The Christian Missionaries who came from Great Britain introduced formal Western education to Nigeria, just before the middle of the 19th Century. Prior to then, education was done informally, as children were taught tradition, culture, history, and the likes by their parents who were in turn taught by their own parents. After the introduction and acceptance of the formal system of education, the entirety of it was left in the hands of the missionaries and they began teacher children and adults who cared to learn English language.
The invasion of the European colonial masters and slave trade activities along the West Coast of African in the 18th century is believed to have paved the way for their tradition, language, and culture, some of which is obvious till today. The earlier kinds of English language which were spoken were “Coastal English” and “Patua English” (Pidgin or broken English) which was a more adaptable English variant as a quick and easy means of communication.
The entry of the British who were English speaking people in 1841, to the southern and south-western parts of Nigeria, inevitably raised the question of a language to adopt for communication between the indigenous population and the guest; more so, the European guests felt the ‘native’ languages were too “extensive and not of high quality… and never likely to become of any practical use to civilization”.
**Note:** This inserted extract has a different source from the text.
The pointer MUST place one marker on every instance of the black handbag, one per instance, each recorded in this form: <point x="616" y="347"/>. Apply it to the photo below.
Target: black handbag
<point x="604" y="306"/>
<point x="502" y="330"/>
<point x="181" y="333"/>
In 1882, the English language which was already well spoken in Nigeria by the elites and children of the elites, was accepted and implemented as the main channel of instruction and was the generalized approved communication language in corporate environments (Schools, Post Offices, Corporate Organizations, Airports, Federal and State Parastatals, and so on). Consequently, the education ordinance and codes of 1882, 1896, 1918 and 1926 were enacted for English language to be as the “Official Language”.
Some places like Abeokuta, Lagos and Badagary and Bendel had a lot of English speakers and since the language was already popular among the elites, it was soon seen as a prestigious language – A language of success and power. Regrettably, around the period, attention to native languages dwindled and it was relegated to the background; also called vernacular. Students in schools were punished for speaking them and they were unacceptable in offices and general gatherings.